One of the things Schneider is doing to make Pfizer’s patient centricity efforts more systematic and operational is piloting some new tools within the company. One of them, a self-reflection tool, hopes to allow teams to take a step back and ask themselves what they could be doing to become more patient centric.
Teams are pausing to ask what patient centric means to them, looking at their actions through the eyes of a patient, and asking how they can do things better. The effort is designed to both raise awareness and spread workable ideas across the company. One current effort is looking into how Pfizer can enhance diversity in its clinical trials.
Another effort involves having patients help design the trials. Pfizer has examples of when, before a protocol is finalized, patient representatives are brought in to give their opinion on whether or not it is feasible based on their lifestyle. “That has been very helpful in making sure the protocols we’re designing are more fully in tune with what patients need and want,” says Schneider. “I’m genuinely excited about some of the work that’s been done, particularly in people with sickle-cell disease. We have medical ethnologists who followed people around for several weeks, during every waking hour, to discover their hopes and fears. The lessons learned enabled team members to dispel a number of erroneous and pre-determined assumptions.”
Overcome The Challenges
One roadblock which has stymied patient centricity efforts in the past, and could continue to do so in the future, is misinformation and misperceptions. There are certainly naysayers who incorrectly believe that by changing the paradigm and systematically including patients in clinical trials, the cost of studies and the time needed to complete them will increase. Schneider believes the industry needs to move away from that type of thinking.
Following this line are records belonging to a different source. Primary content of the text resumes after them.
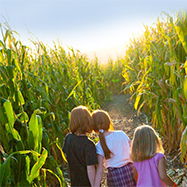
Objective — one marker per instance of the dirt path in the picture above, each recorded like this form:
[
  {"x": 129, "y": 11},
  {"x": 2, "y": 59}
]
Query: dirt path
[{"x": 124, "y": 117}]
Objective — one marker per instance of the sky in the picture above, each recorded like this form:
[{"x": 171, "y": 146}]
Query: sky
[{"x": 95, "y": 27}]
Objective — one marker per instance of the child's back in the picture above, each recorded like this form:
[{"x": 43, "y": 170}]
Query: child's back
[
  {"x": 148, "y": 172},
  {"x": 80, "y": 152},
  {"x": 148, "y": 158}
]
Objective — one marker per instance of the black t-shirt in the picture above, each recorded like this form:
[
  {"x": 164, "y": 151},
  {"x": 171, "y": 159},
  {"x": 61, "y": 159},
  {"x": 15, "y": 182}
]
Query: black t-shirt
[{"x": 80, "y": 152}]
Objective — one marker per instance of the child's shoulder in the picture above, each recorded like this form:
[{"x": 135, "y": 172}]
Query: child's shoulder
[{"x": 158, "y": 156}]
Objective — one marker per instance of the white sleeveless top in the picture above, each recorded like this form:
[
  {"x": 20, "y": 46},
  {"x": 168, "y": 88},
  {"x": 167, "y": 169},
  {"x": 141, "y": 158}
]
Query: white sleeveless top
[{"x": 119, "y": 144}]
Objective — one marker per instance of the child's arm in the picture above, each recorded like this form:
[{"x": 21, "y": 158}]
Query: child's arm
[
  {"x": 135, "y": 174},
  {"x": 99, "y": 171},
  {"x": 162, "y": 173},
  {"x": 91, "y": 174}
]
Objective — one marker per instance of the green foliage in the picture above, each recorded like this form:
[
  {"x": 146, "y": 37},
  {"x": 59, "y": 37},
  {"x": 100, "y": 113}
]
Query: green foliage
[
  {"x": 38, "y": 89},
  {"x": 155, "y": 74}
]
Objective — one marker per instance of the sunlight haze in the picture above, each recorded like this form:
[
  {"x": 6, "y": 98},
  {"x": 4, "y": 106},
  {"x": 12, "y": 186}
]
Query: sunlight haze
[{"x": 102, "y": 28}]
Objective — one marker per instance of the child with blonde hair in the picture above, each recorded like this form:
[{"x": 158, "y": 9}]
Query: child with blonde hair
[
  {"x": 80, "y": 151},
  {"x": 148, "y": 158},
  {"x": 113, "y": 149}
]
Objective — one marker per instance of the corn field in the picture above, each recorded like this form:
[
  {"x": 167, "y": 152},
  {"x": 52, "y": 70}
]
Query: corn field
[
  {"x": 155, "y": 73},
  {"x": 39, "y": 87}
]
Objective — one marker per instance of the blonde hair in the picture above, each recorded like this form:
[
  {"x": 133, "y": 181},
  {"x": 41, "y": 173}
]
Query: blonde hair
[
  {"x": 81, "y": 121},
  {"x": 145, "y": 143},
  {"x": 101, "y": 120}
]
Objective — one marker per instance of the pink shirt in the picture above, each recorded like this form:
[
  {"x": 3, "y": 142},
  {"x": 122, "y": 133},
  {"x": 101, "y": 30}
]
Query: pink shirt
[{"x": 148, "y": 175}]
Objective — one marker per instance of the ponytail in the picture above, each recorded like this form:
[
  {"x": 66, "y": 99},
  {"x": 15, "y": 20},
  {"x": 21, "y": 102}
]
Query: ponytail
[{"x": 104, "y": 146}]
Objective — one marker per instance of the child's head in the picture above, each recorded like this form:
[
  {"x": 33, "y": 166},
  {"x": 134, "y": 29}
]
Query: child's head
[
  {"x": 145, "y": 143},
  {"x": 101, "y": 120},
  {"x": 81, "y": 120}
]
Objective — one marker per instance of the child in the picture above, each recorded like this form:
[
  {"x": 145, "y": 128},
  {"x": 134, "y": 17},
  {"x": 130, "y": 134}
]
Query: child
[
  {"x": 80, "y": 151},
  {"x": 148, "y": 158},
  {"x": 114, "y": 149}
]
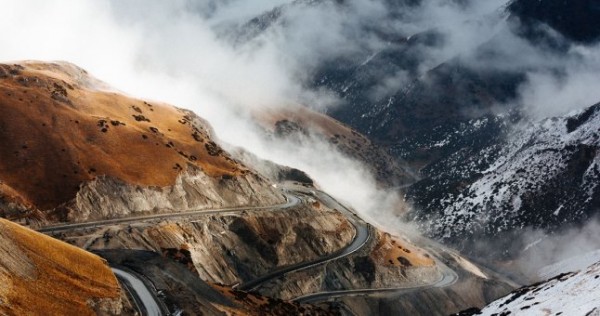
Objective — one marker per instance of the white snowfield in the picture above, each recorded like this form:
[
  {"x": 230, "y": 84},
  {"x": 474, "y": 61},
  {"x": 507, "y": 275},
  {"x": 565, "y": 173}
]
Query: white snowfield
[
  {"x": 570, "y": 294},
  {"x": 576, "y": 263}
]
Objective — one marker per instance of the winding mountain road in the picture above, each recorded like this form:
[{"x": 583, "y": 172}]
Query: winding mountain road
[
  {"x": 292, "y": 200},
  {"x": 447, "y": 278},
  {"x": 147, "y": 301},
  {"x": 361, "y": 237}
]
But at the same time, she does recommend listening to those concerns and properly addressing them. Just because something can’t be done a certain way doesn’t mean we should do nothing,” she says.
Properly embracing patients as true partners in the drug development process is a vital first step. “Do I have all of the answers?” asks Schneider. “No. Do we have a really long way to go? Yes. This is something that we are all struggling with. We have a long way to go but the effort is a worthwhile one.”